Today a photo of one of the sixteen Golden-cheeked Warblers we encountered during these past five weeks. More than half – nine – were adult males. In this part of the winter range, adult males indeed appear to be more abundant than the other age/sex classes, although the fact that there is so much overlap in plumage characteristics between ages and sexes, muddles the issue somewhat. Adult males are distinctive, though.

Adult males are the first ones to return to the Texan breeding grounds in March, and generally arrive a week earlier than the females, in order to claim territories. The females, upon arrival, can then choose their mates on the basis of the quality of these territories, among other things. It makes sense for the males to winter closer to the breeding grounds, because an early arrival in good condition will give a male a competitive edge over males arriving later, or from further away.

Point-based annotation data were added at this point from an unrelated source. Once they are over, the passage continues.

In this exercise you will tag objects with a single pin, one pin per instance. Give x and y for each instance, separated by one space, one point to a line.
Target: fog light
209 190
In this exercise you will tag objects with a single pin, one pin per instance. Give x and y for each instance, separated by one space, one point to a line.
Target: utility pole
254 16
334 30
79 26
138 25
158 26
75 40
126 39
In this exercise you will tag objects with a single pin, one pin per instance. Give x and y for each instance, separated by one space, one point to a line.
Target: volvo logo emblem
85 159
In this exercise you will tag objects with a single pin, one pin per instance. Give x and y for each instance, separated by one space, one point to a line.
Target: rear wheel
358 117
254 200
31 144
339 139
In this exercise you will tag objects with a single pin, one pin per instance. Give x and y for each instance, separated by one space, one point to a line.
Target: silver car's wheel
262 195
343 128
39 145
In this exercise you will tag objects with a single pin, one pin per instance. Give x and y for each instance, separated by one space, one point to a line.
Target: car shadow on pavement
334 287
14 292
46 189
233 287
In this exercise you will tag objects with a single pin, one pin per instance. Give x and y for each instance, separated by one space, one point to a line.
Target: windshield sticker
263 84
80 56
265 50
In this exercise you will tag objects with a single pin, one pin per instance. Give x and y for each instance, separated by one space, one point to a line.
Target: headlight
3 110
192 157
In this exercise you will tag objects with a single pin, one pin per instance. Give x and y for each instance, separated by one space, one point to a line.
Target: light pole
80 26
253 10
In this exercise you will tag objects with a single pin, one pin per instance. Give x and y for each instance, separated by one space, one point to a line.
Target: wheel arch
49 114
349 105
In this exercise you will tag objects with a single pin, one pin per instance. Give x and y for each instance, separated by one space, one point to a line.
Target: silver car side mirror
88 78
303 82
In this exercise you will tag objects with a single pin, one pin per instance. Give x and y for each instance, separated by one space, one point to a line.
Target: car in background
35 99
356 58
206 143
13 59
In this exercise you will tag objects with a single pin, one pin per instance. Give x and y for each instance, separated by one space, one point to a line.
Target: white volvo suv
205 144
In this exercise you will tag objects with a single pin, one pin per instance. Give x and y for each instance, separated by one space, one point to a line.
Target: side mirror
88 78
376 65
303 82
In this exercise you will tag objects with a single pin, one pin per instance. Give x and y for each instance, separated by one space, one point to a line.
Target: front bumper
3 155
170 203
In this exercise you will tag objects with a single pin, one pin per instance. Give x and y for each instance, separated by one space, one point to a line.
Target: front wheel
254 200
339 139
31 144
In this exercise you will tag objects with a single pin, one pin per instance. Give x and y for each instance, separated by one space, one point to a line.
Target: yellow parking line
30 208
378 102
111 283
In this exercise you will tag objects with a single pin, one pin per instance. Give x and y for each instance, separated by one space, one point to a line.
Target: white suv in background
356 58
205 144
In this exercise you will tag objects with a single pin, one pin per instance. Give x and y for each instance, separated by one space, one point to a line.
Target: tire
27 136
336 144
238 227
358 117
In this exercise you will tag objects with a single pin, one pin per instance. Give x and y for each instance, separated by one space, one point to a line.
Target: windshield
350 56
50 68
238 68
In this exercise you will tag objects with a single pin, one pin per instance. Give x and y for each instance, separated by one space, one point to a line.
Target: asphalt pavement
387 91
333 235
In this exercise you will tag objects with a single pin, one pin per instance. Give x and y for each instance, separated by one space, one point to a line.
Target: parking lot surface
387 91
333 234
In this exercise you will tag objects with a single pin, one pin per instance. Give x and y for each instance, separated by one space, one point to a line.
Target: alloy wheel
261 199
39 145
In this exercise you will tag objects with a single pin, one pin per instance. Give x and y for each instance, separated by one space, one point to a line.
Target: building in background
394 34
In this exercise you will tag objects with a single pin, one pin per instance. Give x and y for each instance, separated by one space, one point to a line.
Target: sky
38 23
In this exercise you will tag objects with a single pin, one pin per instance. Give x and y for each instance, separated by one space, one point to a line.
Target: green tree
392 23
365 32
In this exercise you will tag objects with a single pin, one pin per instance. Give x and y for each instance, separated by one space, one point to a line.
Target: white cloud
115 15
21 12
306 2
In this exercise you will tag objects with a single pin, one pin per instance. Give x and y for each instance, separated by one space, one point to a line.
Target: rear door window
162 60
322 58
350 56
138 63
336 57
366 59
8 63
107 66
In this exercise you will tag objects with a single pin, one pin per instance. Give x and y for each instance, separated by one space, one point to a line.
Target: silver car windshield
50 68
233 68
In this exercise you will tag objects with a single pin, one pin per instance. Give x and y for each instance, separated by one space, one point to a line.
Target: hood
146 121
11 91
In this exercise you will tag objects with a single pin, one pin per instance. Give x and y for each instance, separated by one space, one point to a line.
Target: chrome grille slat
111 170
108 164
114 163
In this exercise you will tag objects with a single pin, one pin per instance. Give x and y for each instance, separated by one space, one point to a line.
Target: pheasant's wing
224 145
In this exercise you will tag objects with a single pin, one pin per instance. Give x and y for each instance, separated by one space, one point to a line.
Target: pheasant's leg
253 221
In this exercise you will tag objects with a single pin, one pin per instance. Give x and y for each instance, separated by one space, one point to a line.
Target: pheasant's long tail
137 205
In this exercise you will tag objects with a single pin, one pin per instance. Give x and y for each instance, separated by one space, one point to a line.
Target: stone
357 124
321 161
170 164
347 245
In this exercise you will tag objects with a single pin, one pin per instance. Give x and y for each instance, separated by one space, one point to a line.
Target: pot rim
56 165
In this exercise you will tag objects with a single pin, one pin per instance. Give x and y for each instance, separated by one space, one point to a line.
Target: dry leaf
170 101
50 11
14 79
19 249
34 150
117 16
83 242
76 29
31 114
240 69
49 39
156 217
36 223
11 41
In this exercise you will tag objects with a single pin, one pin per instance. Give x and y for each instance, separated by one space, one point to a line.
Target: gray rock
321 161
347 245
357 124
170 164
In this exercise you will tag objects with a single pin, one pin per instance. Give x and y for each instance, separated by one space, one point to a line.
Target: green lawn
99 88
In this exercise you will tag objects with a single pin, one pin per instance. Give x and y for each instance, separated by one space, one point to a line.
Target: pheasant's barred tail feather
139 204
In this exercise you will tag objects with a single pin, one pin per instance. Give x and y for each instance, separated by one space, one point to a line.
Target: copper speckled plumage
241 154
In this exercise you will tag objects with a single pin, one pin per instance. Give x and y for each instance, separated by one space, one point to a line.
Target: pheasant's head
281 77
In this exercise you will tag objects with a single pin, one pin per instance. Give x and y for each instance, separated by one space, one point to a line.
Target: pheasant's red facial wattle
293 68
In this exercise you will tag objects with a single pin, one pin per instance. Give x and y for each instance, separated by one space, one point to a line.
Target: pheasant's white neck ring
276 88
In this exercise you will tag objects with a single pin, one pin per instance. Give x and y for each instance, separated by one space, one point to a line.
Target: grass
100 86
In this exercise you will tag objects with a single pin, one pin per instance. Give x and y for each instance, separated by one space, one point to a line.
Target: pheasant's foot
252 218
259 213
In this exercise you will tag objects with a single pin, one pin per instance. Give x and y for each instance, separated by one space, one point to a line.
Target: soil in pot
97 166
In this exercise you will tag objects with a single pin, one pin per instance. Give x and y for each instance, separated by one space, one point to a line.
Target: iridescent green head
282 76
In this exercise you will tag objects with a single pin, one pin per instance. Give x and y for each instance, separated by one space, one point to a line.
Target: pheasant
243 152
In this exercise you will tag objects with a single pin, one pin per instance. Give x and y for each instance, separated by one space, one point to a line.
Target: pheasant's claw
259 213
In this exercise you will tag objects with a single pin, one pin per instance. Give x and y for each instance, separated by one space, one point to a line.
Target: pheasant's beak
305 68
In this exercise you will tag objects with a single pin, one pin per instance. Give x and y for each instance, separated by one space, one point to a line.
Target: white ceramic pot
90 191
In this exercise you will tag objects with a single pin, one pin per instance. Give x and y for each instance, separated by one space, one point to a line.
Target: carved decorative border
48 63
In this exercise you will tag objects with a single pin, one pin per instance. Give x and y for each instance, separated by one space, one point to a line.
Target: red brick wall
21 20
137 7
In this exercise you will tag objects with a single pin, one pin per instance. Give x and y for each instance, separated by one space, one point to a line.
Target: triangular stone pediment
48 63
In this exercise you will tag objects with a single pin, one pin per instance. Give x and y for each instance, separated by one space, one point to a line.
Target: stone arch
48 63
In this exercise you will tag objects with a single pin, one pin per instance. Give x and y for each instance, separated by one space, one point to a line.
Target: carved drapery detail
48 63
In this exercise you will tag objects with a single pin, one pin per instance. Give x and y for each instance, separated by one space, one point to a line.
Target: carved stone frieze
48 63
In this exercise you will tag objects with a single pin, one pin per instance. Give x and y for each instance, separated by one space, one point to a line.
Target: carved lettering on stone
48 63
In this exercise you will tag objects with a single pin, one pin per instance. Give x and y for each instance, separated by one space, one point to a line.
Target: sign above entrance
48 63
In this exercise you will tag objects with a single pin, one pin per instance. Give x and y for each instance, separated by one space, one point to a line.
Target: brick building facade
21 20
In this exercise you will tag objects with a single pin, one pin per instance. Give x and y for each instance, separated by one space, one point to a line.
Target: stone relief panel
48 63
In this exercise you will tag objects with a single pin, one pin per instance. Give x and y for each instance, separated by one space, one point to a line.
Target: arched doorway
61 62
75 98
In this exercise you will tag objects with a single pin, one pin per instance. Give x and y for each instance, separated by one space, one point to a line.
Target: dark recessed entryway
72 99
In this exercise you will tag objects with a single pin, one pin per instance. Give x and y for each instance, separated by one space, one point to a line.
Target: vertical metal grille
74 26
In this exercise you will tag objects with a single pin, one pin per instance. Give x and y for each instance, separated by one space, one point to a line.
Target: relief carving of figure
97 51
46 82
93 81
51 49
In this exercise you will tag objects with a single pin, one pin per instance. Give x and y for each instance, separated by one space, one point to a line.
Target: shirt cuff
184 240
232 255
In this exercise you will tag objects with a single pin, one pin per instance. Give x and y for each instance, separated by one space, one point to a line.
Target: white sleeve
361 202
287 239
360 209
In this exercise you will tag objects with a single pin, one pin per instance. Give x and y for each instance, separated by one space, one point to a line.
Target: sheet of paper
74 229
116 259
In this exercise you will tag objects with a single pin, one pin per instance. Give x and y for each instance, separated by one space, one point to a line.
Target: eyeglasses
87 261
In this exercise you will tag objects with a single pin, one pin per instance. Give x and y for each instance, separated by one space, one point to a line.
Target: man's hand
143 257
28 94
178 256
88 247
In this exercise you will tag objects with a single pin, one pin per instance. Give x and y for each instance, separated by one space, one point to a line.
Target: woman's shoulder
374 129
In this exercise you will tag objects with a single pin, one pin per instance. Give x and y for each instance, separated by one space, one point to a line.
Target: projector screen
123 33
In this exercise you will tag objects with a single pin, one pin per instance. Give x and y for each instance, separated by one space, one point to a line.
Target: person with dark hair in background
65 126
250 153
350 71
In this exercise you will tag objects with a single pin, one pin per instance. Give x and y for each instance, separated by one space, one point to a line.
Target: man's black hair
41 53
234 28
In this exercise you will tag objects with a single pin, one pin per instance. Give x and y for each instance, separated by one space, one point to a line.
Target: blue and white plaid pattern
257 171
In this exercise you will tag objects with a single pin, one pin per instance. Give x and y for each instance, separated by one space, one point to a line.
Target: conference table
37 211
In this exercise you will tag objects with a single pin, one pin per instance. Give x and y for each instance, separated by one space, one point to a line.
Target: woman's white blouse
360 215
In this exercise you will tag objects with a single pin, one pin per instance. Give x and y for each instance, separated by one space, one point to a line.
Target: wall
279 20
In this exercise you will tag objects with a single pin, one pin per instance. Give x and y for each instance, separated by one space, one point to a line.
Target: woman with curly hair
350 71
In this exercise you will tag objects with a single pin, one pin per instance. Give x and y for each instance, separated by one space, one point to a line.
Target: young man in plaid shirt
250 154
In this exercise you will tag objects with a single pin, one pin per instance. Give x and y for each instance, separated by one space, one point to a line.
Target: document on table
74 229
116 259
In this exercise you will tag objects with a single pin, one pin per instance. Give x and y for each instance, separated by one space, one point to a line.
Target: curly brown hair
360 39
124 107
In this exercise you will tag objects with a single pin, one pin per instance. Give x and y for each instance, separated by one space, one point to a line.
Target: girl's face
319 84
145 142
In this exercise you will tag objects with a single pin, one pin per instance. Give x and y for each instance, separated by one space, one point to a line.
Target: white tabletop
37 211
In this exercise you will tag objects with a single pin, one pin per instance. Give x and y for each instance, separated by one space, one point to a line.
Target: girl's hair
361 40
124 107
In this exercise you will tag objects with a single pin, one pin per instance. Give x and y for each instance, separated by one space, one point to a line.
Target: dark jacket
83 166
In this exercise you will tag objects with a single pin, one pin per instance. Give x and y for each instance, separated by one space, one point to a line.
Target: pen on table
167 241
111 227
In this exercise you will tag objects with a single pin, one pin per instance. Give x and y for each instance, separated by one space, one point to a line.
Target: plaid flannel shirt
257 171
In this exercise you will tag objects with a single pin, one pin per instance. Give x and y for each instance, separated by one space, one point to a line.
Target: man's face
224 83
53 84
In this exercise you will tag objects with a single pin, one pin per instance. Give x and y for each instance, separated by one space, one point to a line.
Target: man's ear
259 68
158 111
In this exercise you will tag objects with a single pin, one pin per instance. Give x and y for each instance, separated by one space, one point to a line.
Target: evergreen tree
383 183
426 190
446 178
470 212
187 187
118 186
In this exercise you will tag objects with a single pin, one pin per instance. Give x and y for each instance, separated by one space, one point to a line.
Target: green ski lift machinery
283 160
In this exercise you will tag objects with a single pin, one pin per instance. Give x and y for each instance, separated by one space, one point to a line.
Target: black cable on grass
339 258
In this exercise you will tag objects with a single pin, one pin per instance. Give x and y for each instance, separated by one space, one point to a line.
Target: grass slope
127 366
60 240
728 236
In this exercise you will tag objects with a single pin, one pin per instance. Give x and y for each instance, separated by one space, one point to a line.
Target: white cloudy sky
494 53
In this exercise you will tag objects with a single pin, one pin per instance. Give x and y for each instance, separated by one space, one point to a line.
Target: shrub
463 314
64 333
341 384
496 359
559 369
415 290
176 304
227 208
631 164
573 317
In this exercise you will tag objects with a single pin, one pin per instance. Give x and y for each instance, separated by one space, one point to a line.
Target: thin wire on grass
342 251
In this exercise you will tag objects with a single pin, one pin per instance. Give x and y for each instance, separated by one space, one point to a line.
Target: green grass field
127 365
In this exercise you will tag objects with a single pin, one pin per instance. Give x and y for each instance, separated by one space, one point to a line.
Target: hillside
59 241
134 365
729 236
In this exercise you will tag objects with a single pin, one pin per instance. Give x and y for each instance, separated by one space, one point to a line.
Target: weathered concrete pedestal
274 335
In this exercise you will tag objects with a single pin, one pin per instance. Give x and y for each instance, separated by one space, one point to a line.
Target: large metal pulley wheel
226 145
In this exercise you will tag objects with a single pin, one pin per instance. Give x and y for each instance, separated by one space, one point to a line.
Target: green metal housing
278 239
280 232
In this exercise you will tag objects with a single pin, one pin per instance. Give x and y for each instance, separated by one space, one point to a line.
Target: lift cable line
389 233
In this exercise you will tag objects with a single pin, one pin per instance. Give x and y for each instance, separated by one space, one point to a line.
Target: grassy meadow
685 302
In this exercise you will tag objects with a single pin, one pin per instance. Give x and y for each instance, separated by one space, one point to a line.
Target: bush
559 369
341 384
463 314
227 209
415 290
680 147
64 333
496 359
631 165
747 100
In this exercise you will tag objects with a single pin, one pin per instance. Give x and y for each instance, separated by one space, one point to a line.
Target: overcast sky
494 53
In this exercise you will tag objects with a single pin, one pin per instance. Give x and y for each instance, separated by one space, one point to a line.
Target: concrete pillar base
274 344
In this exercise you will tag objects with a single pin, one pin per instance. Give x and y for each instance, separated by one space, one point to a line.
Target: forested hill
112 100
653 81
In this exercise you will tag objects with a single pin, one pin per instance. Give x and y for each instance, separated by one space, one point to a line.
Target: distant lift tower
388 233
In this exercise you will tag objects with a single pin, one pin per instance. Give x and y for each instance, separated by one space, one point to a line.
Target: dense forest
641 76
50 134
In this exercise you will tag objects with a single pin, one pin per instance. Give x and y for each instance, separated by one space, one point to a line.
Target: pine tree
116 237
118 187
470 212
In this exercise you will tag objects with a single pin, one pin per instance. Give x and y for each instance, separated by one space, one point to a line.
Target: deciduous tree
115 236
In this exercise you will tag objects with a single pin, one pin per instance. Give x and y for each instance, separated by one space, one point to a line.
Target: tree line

That said, my own northbound migration will be delayed by more than a month, as I have an opportunity to improve my Spanish skills at a language school in Nicaragua. I will also be spending some time in San Salvador, working on the analysis and reporting of this Golden-cheeked Warbler study.

In an earlier entry, I mentioned the Panamericana, or Pan-American Highway. That’s where I’m headed next, south on this highway – which for the most part isn’t really a highway so much as a two-lane paved road connecting villages and towns, just like any other road around these parts. But it’s also a mythical road, an idea of a connection that transcends countries and borders, stretching across the American continent.